In the later part of 1998, messages from different media had already made me and other practitioners feel pressured. A strange "fellow practitioner" came to our practice site. He came once in a while, but never had the book Zhuan Falun. His eyes were not kind when he looked at people. Though I didn't know how the situation would change in the future, I was very clear in my heart that I've obtained such precious Dafa, and no tribulation could make me give up Dafa. Although I was mentally prepared, when the huge arrests on July 20 really began, I still felt shocked. The pressure was immense. I thought in my heart that this government was really unreasonable since it was suppressing such a great Dafa. I didn't know what to do, so I called a fellow practitioner who I deemed to have cultivated very well. He was very calm and spoke only one sentence on the phone, "This is already the seventh phone call asking me what should be done." A problem I had at that time was that I was following people instead of Dafa. At key moments, I didn't remember to let Dafa to guide me in rational thinking.

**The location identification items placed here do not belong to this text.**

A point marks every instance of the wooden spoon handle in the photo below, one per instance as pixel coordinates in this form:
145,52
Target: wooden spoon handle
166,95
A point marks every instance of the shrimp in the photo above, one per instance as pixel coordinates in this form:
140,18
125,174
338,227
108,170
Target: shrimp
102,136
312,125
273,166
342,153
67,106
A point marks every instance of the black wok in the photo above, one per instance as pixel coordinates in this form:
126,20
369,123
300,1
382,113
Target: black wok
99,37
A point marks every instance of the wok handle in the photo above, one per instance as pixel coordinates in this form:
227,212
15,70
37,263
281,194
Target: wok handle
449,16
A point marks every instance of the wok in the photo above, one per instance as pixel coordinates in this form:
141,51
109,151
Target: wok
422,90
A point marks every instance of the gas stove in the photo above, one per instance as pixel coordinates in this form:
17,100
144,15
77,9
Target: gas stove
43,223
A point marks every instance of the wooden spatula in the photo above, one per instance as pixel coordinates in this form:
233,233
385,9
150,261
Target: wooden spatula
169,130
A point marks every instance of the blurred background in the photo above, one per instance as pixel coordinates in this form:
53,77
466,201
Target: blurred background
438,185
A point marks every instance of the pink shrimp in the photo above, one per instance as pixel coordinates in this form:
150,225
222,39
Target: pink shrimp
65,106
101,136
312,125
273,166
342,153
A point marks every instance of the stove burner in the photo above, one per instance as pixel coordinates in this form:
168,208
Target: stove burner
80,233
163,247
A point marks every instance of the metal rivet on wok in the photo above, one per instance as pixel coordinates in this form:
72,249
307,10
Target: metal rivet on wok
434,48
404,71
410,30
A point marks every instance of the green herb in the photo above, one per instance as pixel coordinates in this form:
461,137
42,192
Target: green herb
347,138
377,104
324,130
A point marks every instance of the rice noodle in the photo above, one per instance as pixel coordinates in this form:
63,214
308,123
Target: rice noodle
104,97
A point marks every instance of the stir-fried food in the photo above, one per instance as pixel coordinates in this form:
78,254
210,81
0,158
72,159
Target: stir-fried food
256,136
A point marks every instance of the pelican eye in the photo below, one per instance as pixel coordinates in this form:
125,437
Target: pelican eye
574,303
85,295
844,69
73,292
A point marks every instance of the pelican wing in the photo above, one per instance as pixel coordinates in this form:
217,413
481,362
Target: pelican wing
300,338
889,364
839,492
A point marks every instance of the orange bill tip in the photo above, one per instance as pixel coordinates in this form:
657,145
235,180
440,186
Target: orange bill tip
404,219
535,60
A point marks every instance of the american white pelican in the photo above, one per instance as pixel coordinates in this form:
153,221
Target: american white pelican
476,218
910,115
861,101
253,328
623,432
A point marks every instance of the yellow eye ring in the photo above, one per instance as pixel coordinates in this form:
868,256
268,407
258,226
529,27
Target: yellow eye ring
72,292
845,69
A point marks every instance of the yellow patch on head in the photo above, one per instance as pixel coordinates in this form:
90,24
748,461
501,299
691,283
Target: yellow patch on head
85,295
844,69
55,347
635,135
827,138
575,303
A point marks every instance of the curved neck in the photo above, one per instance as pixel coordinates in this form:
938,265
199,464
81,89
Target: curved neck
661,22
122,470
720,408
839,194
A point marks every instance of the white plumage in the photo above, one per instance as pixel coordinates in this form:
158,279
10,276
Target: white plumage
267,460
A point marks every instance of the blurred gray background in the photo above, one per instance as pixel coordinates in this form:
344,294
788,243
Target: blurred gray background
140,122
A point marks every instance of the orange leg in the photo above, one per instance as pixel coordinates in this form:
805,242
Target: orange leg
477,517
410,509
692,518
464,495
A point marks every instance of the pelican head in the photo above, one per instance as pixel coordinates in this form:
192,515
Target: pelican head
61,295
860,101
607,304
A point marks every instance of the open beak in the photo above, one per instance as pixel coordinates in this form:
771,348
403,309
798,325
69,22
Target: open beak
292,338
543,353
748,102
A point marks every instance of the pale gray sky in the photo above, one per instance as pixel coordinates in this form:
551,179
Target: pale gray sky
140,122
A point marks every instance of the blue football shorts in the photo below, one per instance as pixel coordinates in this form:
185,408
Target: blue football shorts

On the next day, many practitioners and I went to city hall square and the appeals office, where groups of military police with sticks, batons and video cameras, as well as plainclothes secret agents were waiting for us. Practitioners gathered together, then were broken up. Some practitioners came back after being forcibly taken to a very far-away place. This situation went on and on. Some practitioners were slandered as "thieves" and forcibly taken away by police from the Public Security Bureau. The government didn't listen to us. My heart was very heavy and puzzled. How would I walk my path in the future?

A few days later I came back to my workplace and resumed work. Thinking that I had "disappeared," my workplace had already become very anxious. Then police from the Public Security Bureau found me to "investigate things." Leadership from my workplace came to talk with me in turn and pressured me to make a statement and turn in my Falun Dafa books. At the time, there were many firm practitioners around me. In those difficult times, faced with the suppression using the entire state's apparatus, false government propaganda all over the place and pressure from all directions, we encouraged each other and persevered in our faith in Master and Dafa. We never gave in. Later, some practitioners went to Beijing and walked into Tiananmen Square. Some practitioners went ahead to print materials and clarify the truth and they encouraged other practitioners to step forward.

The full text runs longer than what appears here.